While the book focuses on Ali and Nino’s love, it is more than just a romantic story of two teenagers. The descriptions of different communities living in Azerbaijan – Armenians, Russians, and Georgians – and of the greater Caucasus neighbourhood reveal a sense of belonging to Europe, already at the beginning of the twentieth century.
“Here we are, representatives of the three greatest Caucasian people: a Georgian, a Mohammedan, an Armenian. Born under the same sky, by the same earth, different ad yet the same, like God’s Trinity. European, and yet Asiatic, receiving from East and West, and giving to both”.
I’d be just as unhappy in Paris
as you were in Persia.
Let's stay in Baku,
where Europe and Asia meet.
Given the book’s historical setting, the author unsurprisingly writes of Russia’s influence in the region and the Russians’ playful approach, treating this region as a child in need of constant protection.
“They [Russians] pretend that they must protect us, one against the other […] trying to tell us that we are children […] but we are not children any more, we have been grown up for quite some time”.
...in terms of human and cultural space,
there is no North and South Caucasus,
there is one Caucasus,
that belongs to Europe
and will one day join
the European family of free nations.
Decades later, with the Caucasus having gained its independence following 70 years of Soviet rule, it remains divided. Armenia and Azerbaijan are stuck in a state of no-war, no-peace over the disputed territory of Nagorno-Karabakh. Georgia is recovering from a war with Russia over South Ossetia and Abkhazia. Russia still treats the Caucasus as a child in need of protection. Moreover, the strong sense of belonging to Europe evident throughout Said’s book, let alone being part of Europe is distant as ever, at least for Azerbaijan and Armenia.
“I came here to speak about this change and to promote a specific vision – a vision for a free, stable and united Caucasus […] It is in everybody’s interest to see this strategic region.

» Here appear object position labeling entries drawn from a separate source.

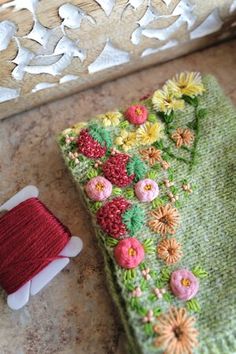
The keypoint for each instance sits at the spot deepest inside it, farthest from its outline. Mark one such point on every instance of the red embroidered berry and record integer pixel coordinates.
(94, 141)
(119, 217)
(121, 169)
(109, 217)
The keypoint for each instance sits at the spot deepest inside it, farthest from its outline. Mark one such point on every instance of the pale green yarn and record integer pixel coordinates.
(206, 231)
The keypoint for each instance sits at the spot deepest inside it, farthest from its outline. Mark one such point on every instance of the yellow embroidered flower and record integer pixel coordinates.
(110, 118)
(148, 133)
(77, 127)
(126, 140)
(189, 84)
(166, 101)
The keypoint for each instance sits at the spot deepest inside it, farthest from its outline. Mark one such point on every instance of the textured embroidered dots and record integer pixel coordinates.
(169, 250)
(98, 188)
(184, 284)
(136, 114)
(176, 332)
(164, 220)
(129, 253)
(146, 190)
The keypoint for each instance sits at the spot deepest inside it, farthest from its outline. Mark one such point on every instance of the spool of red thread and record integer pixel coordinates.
(31, 237)
(34, 246)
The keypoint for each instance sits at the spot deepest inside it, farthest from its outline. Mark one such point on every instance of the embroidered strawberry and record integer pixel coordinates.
(121, 169)
(119, 217)
(94, 141)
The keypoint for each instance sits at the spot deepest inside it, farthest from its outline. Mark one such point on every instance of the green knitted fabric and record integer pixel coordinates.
(206, 231)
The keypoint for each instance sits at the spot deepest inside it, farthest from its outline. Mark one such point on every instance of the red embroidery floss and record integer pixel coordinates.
(30, 238)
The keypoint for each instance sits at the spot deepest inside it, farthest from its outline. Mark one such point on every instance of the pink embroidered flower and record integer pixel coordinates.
(184, 284)
(137, 292)
(98, 188)
(146, 190)
(137, 114)
(129, 253)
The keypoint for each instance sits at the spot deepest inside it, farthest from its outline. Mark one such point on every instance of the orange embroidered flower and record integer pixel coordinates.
(169, 251)
(165, 219)
(176, 332)
(182, 137)
(152, 155)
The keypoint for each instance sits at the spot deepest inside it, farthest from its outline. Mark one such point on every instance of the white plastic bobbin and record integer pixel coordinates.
(74, 246)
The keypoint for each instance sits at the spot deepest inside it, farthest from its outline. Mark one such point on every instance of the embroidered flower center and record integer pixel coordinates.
(148, 187)
(138, 111)
(186, 282)
(178, 332)
(100, 186)
(132, 252)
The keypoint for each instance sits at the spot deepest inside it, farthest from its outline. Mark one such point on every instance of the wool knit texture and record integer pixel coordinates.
(206, 231)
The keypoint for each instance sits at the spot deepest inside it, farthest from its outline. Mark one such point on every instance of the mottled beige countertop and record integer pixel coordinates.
(74, 314)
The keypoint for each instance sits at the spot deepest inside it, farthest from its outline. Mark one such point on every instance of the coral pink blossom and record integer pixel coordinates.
(129, 253)
(98, 188)
(137, 114)
(146, 190)
(184, 284)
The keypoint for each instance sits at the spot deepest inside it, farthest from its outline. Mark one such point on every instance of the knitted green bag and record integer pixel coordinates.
(158, 182)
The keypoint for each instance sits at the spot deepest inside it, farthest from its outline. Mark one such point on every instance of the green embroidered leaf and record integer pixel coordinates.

This crossroads of civilizations become more stable, prosperous and open […] I strongly believe that a common market, shared interests, and political and economic interdepence will one day give birth to a united Caucasus […] We might belong to different states and live on different side of the mountains, but in terms of human and cultural space, there is no North and South Caucasus, there is one Caucasus, that belongs to Europe and will one day join the European family of free nations.”
The speech from the President of Azerbaijan, Ilham Aliyev, did not have a similar, reassuring appeal and fell short of any of such promises. His speech focused more on the war with Armenia and its “devastating” outcomes. He then talked about Azerbaijan’s successful economic growth, stable government and political development. Nothing in his talk offered a hope of a united Caucasus apart from Azerbaijan being “a place of coexistence and tolerance between different faiths, ethnic groups and philosophies”.
Therefore, among all three Caucasus countries, Georgia may be the one with strongest sense of belonging to Europe. Ever since the Rose Revolution, Georgia has been going through a change. While some critics of Georgia would argue that this change was not always positive, the overall picture indicates that Georgia leads Azerbaijan and Armenia in terms of reforms, democratic development, and fair economic growth. Therefore, its European association is more visible on the streets of Tbilisi. Ask any Georgian where does Georgia belong, and most would answer Georgia belongs to Europe.
Perhaps, the united and European Caucasus of Ali and Nino will arrive. However, given existing circumstances, it looks like it will take a long time.